Oregon's wins over Stanford and Cal could be best described as adequate offensively — and only partially so against. The Ducks went without points in the first half against the stout Cal defense. Like the Golden Bears with Evan Weaver, Colorado comes into Autzen Stadium with a do-everything linebacker in Nate Landman. Landman plays with unrelenting tenacity and seems to be in on every play.
His activity will be an element to watch, particularly with as much as Herbert targets tight end Jacob Breeland in the passing game. Breeland is Oregon's top pass catcher at 352 yards, and he has one more grab than Jaylon Redd, whose production will also test the Buffs' linebacker corps. Redd's a frequent target on short patterns that function almost like a pitch would in a traditional pro-set offense.
The Ducks roll with a multifaceted rushing look, paced by sophomores CJ Verdell and Travis Dye. Cyrus Habibi-Likio handles certain short-yardage situations. The diversity in the run game, coupled with Oregon's outstanding offensive line, hammers away at opposing defenses.

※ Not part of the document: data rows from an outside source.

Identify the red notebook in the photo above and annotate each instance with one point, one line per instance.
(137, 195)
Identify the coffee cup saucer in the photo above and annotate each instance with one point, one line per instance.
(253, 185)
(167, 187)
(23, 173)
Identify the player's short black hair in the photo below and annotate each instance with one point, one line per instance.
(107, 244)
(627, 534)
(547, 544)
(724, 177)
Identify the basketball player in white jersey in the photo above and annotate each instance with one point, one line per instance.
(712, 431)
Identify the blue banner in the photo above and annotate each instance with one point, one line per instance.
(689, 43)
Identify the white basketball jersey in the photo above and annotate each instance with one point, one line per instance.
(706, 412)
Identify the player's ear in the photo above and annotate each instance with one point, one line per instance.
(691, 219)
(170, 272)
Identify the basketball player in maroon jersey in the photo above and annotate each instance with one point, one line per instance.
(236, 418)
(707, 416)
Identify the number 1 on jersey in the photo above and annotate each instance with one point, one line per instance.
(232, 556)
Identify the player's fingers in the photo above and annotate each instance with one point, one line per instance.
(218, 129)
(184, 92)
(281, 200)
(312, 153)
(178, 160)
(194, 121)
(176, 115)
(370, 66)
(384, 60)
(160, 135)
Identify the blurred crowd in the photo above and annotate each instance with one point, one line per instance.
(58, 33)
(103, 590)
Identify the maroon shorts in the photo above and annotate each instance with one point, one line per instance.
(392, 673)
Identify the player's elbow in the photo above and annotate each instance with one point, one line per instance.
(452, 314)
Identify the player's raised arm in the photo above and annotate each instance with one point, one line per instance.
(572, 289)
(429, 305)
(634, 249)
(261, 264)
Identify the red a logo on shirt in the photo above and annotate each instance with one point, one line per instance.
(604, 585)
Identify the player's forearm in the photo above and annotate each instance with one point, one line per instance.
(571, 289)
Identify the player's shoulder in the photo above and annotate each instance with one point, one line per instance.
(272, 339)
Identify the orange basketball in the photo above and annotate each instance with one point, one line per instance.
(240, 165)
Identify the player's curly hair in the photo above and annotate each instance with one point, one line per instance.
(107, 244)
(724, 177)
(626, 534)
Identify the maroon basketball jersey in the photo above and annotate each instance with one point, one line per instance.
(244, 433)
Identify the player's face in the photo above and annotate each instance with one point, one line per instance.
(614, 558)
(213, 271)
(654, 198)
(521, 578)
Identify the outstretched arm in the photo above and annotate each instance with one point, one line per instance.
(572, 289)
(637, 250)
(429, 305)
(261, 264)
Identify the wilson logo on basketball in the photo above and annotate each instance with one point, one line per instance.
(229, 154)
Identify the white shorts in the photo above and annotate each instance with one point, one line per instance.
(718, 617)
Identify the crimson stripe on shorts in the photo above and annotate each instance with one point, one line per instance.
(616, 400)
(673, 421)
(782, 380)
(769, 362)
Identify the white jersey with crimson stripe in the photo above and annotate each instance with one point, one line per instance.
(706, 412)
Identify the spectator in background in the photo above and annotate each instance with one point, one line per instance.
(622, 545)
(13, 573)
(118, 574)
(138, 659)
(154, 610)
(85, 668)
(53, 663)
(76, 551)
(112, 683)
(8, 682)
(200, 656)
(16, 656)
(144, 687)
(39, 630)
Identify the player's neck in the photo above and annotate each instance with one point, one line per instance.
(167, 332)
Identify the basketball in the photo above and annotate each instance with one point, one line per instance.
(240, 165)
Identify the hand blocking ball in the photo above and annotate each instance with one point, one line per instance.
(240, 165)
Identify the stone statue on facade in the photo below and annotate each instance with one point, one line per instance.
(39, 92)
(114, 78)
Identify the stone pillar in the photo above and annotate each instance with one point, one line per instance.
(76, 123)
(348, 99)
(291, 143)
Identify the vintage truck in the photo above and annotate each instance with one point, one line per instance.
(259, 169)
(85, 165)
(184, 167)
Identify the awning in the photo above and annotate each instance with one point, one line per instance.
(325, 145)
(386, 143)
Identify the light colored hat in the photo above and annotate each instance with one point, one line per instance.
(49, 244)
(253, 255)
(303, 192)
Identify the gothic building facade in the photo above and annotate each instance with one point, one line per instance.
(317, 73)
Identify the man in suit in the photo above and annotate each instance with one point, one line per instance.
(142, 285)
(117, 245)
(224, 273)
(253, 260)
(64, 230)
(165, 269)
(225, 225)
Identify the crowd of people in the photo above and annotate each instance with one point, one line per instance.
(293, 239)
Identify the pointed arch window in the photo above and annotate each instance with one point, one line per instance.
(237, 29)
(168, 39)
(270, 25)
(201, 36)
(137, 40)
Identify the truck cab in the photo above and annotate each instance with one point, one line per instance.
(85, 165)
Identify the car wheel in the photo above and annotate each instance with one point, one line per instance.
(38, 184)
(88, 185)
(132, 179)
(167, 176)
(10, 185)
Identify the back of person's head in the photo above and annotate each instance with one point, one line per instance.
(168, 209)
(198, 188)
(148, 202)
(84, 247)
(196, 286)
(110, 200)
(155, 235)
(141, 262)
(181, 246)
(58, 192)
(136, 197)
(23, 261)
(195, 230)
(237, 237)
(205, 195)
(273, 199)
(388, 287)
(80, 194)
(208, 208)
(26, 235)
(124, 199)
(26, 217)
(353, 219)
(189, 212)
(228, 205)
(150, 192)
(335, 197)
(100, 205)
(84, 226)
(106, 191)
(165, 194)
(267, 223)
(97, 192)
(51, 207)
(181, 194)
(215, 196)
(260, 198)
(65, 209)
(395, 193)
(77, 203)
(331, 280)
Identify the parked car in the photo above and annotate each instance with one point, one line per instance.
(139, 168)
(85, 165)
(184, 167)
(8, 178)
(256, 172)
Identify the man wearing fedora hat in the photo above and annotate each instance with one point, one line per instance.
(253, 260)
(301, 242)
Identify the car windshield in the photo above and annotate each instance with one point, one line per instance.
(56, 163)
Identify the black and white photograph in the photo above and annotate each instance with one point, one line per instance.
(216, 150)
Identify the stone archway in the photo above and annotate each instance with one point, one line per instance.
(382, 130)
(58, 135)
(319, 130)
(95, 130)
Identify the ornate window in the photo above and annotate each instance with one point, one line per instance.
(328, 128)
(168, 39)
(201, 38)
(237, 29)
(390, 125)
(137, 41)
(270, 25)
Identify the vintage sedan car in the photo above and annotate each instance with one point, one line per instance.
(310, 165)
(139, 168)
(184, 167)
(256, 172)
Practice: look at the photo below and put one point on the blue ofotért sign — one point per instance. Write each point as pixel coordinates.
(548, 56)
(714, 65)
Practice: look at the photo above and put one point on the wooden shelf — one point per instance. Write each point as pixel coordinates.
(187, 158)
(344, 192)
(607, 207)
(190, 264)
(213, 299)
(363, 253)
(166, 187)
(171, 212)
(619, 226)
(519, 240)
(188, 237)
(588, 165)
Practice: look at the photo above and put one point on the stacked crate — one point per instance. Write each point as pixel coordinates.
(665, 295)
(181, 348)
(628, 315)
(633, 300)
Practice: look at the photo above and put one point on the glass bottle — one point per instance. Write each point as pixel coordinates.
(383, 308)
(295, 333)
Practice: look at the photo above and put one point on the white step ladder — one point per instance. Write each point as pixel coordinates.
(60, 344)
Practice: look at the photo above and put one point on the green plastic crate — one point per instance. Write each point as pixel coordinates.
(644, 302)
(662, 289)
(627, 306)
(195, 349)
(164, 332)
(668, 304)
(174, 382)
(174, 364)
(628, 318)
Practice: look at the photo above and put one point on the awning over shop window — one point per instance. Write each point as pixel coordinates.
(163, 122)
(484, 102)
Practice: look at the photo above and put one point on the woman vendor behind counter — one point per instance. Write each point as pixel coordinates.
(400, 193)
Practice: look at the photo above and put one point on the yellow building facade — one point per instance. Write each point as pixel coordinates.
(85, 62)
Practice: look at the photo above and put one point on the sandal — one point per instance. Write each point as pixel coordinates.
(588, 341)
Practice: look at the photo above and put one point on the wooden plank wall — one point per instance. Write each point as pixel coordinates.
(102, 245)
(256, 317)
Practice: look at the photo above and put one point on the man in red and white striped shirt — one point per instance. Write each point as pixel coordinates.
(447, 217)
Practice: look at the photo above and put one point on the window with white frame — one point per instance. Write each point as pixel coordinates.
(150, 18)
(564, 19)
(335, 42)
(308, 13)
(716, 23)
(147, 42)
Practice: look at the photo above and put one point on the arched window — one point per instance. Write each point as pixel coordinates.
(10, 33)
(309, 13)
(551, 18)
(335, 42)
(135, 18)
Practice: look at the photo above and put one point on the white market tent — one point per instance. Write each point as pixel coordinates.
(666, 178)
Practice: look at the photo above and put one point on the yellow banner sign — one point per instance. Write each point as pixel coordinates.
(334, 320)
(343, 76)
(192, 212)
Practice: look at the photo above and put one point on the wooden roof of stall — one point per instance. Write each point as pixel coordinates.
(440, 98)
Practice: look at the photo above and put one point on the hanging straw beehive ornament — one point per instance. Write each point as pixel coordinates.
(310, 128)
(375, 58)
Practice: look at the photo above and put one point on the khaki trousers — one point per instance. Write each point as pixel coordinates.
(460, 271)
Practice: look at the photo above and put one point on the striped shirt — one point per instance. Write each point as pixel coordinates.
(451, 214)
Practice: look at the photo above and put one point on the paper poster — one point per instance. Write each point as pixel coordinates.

Friday nights have been a graveyard for the aspirations of Pac-12 teams eyeing a title or College Football Playoff appearance. In 2017, Washington State shocked USC on a Friday in Pullman; the Trojans returned the favor a year later in Los Angeles. This season alone has seen USC trip up Utah and Arizona State shock Cal on the road.
While the conditions seem right for yet another Pac-12 stunner, Oregon's physicality presents Colorado with a tough matchup. The Buffs have to pull Oregon into a shootout, similar to what they accomplished at Arizona State. Should the Ducks extend offensive drives, while getting off the field with punts early, Oregon can set the pace and wear away on Colorado. Mario Cristobal's built at Oregon a look similar to what Colorado should expect from Mel Tucker; both coached under Nick Saban at Alabama, before Tucker went to Georgia with Kirby Smart.
Until Colorado's a team built more for high-scoring affairs. Oregon's designed to shut down such a style.